Die Fahrer mit dem „CD“für „Corps Diplomatique“auf dem Heck des Autos genießen auf den Straßen geradezu Narrenfreiheit. Das war bereits zu Bonner Regierungszeiten am Rhein so. Die Adenauer-Allee im früheren Regierungsviertel galt als „Diplomatenrennbahn“. Um diplomatische Konflikte zu vermeiden, werden Straftaten von Diplomaten nicht nur schnell zu den Akten gelegt, sondern auch statistisch nur unzureichend erfasst. So wird nicht bekannt gegeben, wie viele Strafmandate welches Land bekommen hätte. Bekannt ist allerdings, dass Saudi-Arabien seit Jahren bei den Vergehen ganz weit oben liegt.

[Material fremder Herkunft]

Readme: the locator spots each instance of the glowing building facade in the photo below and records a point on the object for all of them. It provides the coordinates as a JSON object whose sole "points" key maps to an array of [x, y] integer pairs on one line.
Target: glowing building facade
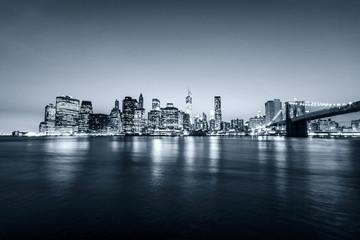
{"points": [[50, 113], [189, 105], [169, 117], [115, 123], [218, 115], [84, 116], [129, 106], [67, 115]]}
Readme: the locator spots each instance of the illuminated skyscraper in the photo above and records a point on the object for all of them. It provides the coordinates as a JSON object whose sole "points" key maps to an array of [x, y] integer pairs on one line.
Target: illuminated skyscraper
{"points": [[115, 123], [139, 120], [129, 106], [84, 117], [156, 104], [169, 117], [50, 112], [141, 101], [218, 116], [67, 114], [189, 105]]}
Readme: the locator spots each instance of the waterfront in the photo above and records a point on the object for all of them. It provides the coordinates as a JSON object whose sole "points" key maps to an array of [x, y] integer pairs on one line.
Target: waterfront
{"points": [[175, 188]]}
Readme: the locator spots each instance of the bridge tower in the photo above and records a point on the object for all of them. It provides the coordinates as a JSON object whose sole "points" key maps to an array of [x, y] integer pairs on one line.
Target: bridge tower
{"points": [[298, 128]]}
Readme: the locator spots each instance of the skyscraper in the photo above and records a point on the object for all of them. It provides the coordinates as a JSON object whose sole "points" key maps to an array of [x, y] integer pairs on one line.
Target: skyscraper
{"points": [[169, 117], [115, 123], [129, 106], [84, 117], [218, 116], [272, 107], [141, 101], [189, 105], [67, 114], [156, 104], [50, 112]]}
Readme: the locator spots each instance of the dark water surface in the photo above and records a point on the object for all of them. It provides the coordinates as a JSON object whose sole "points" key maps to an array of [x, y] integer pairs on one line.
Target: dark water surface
{"points": [[179, 188]]}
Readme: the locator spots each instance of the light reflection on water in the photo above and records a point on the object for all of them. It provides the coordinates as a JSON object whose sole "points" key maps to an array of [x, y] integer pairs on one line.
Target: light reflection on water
{"points": [[242, 186]]}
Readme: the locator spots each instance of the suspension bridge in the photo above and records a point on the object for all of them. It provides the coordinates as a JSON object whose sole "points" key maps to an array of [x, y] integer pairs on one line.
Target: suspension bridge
{"points": [[295, 118]]}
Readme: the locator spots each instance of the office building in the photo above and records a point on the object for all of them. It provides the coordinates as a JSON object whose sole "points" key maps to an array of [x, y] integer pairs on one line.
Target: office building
{"points": [[188, 101], [218, 115], [129, 106], [67, 115], [84, 116], [115, 122], [169, 117]]}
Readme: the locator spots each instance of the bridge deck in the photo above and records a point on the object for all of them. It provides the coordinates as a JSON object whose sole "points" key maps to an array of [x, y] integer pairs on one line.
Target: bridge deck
{"points": [[333, 111]]}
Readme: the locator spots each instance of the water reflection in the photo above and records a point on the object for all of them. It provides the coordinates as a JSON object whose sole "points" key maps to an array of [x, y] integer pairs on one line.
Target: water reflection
{"points": [[63, 161]]}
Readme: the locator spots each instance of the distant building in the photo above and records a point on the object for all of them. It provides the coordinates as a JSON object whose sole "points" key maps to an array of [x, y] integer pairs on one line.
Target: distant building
{"points": [[237, 124], [186, 122], [180, 120], [197, 122], [141, 101], [271, 109], [154, 119], [212, 125], [155, 104], [115, 122], [50, 114], [257, 121], [67, 115], [139, 120], [296, 108], [205, 125], [218, 115], [355, 125], [129, 106], [42, 128], [99, 123], [169, 117], [189, 105], [84, 116]]}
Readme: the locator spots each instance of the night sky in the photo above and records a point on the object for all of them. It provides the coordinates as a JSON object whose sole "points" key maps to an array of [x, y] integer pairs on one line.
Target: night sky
{"points": [[247, 52]]}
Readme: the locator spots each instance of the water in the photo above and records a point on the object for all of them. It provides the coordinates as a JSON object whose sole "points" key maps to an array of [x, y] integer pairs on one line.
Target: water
{"points": [[179, 188]]}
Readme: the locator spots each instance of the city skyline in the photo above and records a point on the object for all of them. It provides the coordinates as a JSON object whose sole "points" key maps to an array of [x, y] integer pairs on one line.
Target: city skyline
{"points": [[245, 52]]}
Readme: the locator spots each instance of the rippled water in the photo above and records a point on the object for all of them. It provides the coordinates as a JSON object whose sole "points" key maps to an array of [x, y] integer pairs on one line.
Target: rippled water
{"points": [[175, 188]]}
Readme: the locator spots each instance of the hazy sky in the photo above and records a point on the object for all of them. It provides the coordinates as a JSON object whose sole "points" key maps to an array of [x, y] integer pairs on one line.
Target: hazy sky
{"points": [[247, 52]]}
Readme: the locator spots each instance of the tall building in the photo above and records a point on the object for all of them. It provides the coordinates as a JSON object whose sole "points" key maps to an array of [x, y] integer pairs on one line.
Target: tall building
{"points": [[197, 122], [99, 123], [189, 105], [141, 101], [129, 106], [218, 116], [139, 120], [50, 113], [67, 114], [272, 107], [181, 120], [186, 122], [257, 121], [237, 124], [156, 104], [84, 116], [355, 125], [169, 116], [205, 124], [115, 123], [154, 119], [212, 114]]}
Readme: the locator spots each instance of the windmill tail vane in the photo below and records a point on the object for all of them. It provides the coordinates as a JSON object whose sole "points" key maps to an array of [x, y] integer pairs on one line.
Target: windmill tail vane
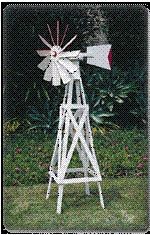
{"points": [[74, 131], [59, 65]]}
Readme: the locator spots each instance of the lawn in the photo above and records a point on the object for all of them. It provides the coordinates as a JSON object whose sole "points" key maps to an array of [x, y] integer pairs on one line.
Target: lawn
{"points": [[25, 207]]}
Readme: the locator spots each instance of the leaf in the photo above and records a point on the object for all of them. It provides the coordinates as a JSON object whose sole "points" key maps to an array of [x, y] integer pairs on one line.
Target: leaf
{"points": [[97, 103], [119, 100], [96, 118], [27, 95]]}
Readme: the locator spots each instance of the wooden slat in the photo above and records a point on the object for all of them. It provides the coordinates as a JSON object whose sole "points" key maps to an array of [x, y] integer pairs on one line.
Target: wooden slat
{"points": [[80, 180]]}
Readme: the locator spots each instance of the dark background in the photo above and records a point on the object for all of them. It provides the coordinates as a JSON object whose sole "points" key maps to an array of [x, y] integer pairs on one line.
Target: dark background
{"points": [[126, 31]]}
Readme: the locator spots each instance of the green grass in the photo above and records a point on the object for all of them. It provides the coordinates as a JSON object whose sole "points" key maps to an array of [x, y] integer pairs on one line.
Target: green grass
{"points": [[118, 153], [25, 207]]}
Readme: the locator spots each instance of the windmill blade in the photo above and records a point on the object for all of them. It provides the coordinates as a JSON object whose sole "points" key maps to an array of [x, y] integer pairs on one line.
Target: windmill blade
{"points": [[65, 76], [43, 53], [64, 35], [100, 56], [49, 29], [69, 43], [45, 42], [70, 54], [48, 73], [71, 67], [44, 64], [55, 75]]}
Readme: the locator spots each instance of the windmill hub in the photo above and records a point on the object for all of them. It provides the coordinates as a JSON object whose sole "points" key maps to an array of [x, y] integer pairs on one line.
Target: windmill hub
{"points": [[55, 51], [74, 131]]}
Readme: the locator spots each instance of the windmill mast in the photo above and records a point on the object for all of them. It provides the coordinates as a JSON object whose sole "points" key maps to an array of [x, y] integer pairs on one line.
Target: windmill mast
{"points": [[74, 130]]}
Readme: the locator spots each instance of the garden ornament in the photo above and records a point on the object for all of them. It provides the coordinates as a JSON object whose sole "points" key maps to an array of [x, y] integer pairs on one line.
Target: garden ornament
{"points": [[74, 131]]}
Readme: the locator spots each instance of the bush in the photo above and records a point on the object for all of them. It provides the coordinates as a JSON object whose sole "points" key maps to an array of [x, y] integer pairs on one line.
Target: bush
{"points": [[119, 153]]}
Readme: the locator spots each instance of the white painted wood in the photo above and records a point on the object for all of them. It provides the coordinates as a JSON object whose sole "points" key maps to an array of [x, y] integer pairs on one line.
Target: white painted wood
{"points": [[49, 187], [45, 42], [100, 195], [79, 180], [69, 54], [74, 142], [82, 139], [59, 200], [69, 43], [43, 53], [73, 118]]}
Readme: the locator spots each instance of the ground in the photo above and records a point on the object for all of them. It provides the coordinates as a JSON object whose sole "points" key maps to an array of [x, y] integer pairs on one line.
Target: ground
{"points": [[126, 208]]}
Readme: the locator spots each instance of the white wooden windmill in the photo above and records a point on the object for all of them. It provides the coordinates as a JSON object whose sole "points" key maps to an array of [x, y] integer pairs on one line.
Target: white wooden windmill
{"points": [[74, 122]]}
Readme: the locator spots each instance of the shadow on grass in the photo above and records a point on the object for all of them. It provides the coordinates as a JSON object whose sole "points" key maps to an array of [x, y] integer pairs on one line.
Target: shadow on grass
{"points": [[110, 195]]}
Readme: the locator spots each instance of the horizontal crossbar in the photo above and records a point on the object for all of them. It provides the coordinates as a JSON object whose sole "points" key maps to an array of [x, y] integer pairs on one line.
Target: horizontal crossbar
{"points": [[74, 106], [80, 180]]}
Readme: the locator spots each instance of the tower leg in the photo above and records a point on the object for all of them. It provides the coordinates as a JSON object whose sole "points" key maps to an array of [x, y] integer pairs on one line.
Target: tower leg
{"points": [[59, 200], [87, 189], [100, 195], [49, 187]]}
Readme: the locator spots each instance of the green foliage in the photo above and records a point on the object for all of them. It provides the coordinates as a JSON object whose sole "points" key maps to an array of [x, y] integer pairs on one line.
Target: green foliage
{"points": [[126, 208], [44, 119], [119, 153], [106, 92]]}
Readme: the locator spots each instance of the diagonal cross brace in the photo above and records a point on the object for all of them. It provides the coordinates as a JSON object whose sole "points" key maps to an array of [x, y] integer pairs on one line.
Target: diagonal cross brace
{"points": [[65, 162], [82, 139]]}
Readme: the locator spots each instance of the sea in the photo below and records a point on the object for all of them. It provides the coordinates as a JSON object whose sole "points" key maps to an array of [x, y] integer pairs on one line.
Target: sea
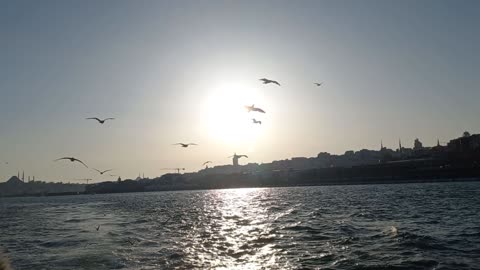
{"points": [[395, 226]]}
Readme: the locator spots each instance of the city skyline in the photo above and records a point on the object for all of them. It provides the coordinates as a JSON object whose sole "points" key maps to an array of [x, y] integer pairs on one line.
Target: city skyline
{"points": [[170, 72]]}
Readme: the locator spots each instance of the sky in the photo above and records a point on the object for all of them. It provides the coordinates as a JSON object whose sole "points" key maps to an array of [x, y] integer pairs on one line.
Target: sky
{"points": [[182, 71]]}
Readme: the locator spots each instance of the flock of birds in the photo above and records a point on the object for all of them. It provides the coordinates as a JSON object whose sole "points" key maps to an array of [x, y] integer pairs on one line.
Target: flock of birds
{"points": [[251, 108]]}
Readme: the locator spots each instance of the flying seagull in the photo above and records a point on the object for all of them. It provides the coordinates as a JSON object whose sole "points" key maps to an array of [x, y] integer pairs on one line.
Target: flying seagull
{"points": [[185, 145], [100, 120], [238, 156], [267, 81], [102, 172], [254, 109], [72, 159]]}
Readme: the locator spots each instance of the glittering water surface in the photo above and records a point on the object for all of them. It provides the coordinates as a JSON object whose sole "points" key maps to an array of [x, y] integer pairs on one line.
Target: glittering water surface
{"points": [[410, 226]]}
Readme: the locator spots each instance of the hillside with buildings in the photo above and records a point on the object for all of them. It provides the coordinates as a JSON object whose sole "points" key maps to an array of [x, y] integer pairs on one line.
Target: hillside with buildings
{"points": [[458, 160]]}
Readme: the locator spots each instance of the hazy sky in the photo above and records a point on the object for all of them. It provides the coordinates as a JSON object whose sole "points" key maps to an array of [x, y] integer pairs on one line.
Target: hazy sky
{"points": [[181, 71]]}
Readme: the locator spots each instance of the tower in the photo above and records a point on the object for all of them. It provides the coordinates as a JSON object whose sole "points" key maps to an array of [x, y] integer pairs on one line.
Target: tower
{"points": [[235, 159]]}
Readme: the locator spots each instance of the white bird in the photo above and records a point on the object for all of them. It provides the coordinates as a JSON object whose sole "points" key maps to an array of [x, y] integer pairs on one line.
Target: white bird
{"points": [[254, 109], [72, 159], [102, 172], [100, 120], [185, 145], [267, 81]]}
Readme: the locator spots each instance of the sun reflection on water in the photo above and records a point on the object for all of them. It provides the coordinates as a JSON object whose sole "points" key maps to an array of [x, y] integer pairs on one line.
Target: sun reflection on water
{"points": [[235, 232]]}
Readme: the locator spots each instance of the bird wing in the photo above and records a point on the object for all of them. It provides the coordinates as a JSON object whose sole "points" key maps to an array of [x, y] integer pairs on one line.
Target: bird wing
{"points": [[75, 159], [94, 118]]}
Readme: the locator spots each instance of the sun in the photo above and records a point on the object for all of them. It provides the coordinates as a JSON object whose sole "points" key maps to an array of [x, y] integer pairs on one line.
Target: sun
{"points": [[226, 117]]}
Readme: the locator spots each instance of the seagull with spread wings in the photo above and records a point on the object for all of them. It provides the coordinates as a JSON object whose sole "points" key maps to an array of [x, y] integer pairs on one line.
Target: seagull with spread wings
{"points": [[72, 159], [185, 145], [101, 121], [267, 81]]}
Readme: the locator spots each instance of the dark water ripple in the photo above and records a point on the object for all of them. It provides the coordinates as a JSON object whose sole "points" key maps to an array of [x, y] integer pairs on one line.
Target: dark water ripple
{"points": [[414, 226]]}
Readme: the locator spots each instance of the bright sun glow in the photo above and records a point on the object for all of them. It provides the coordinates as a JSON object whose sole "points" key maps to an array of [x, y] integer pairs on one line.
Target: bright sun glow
{"points": [[226, 116]]}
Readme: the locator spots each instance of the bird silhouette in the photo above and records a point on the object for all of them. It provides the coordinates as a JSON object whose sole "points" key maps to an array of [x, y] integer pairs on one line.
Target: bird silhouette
{"points": [[255, 121], [254, 109], [102, 172], [100, 120], [185, 145], [267, 81], [72, 159], [238, 156]]}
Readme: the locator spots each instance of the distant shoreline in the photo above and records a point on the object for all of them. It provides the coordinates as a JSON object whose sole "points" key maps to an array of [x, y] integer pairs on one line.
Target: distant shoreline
{"points": [[325, 183]]}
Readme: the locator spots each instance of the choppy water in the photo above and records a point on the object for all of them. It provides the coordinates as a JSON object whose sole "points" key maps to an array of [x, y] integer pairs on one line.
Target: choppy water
{"points": [[411, 226]]}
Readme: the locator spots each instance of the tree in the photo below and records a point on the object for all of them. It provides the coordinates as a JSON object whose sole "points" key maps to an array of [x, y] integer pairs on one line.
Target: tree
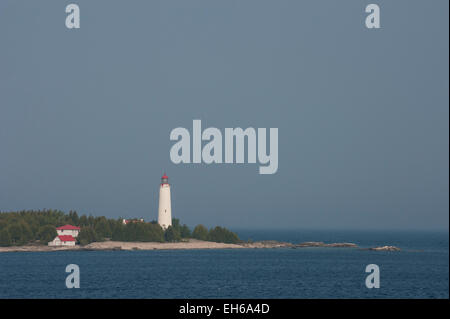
{"points": [[5, 238], [185, 232], [102, 228], [171, 234], [200, 232], [223, 235], [47, 233], [87, 235]]}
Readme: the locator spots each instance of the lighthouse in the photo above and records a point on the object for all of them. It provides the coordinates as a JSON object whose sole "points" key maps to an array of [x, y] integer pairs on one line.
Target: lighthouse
{"points": [[164, 210]]}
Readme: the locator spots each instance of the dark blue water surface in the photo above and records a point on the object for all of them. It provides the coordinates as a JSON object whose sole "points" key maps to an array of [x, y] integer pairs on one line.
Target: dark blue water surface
{"points": [[420, 270]]}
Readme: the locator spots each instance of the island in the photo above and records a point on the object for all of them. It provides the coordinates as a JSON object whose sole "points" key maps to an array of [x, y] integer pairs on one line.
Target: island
{"points": [[51, 230]]}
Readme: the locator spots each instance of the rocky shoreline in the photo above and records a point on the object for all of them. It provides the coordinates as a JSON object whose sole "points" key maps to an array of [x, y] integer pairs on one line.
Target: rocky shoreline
{"points": [[188, 244]]}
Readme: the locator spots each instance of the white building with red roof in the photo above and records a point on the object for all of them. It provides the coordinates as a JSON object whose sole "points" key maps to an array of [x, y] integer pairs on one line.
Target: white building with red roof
{"points": [[68, 230], [63, 240], [66, 236]]}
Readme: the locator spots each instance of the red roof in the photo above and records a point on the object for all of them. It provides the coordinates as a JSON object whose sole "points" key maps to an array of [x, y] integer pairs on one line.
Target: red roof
{"points": [[68, 227], [66, 238]]}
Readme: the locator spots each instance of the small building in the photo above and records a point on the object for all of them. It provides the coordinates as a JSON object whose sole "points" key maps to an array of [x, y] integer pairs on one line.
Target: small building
{"points": [[134, 220], [68, 230], [63, 240]]}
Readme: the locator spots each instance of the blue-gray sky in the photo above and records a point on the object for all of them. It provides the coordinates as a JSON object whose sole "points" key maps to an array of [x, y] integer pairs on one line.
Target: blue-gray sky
{"points": [[85, 115]]}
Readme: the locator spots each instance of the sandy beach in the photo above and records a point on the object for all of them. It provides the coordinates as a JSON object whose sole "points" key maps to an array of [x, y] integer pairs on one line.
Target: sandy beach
{"points": [[119, 245], [188, 244]]}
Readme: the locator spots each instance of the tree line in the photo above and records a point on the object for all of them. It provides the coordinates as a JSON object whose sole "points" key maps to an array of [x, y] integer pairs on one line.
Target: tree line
{"points": [[39, 227]]}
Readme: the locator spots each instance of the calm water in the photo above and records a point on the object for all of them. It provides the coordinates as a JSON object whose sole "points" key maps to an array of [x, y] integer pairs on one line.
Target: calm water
{"points": [[420, 270]]}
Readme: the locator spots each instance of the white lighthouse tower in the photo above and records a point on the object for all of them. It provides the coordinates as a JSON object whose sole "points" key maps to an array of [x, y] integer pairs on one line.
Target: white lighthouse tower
{"points": [[164, 210]]}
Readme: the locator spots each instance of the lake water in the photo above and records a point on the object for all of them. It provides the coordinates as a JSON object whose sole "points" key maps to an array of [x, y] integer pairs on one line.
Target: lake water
{"points": [[420, 270]]}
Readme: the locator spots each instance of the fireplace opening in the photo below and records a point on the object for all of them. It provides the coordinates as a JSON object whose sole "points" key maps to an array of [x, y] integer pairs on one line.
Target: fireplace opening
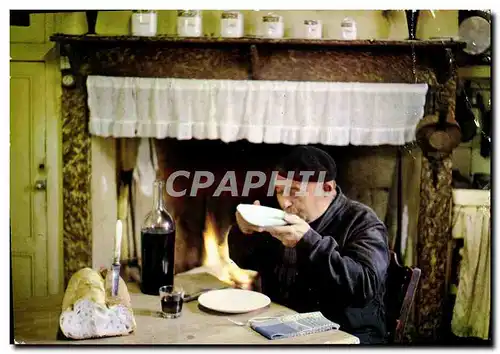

Ruf nach rechtlichen Änderungen
Schlagzeilen machte 2004 der bulgarische Botschafter, als er alkoholisiert einen Polizisten anfuhr und verletzte. Zwar kam er straflos davon, wurde aber später abberufen und musste in die Heimat zurück. Das Auswärtige Amt geht bei strafrechtlichen Ermittlungen, etwa bei Körperverletzung, Trunkenheit am Steuer oder Körperverletzungen Einzelfällen nach, kann zum Beispiel die Aufhebung der Immunität beantragen oder eine Abberufung fordern.
Nach dem tödlichen Unfall von Neukölln wird jetzt einmal mehr der Ruf nach rechtlichen Änderungen laut.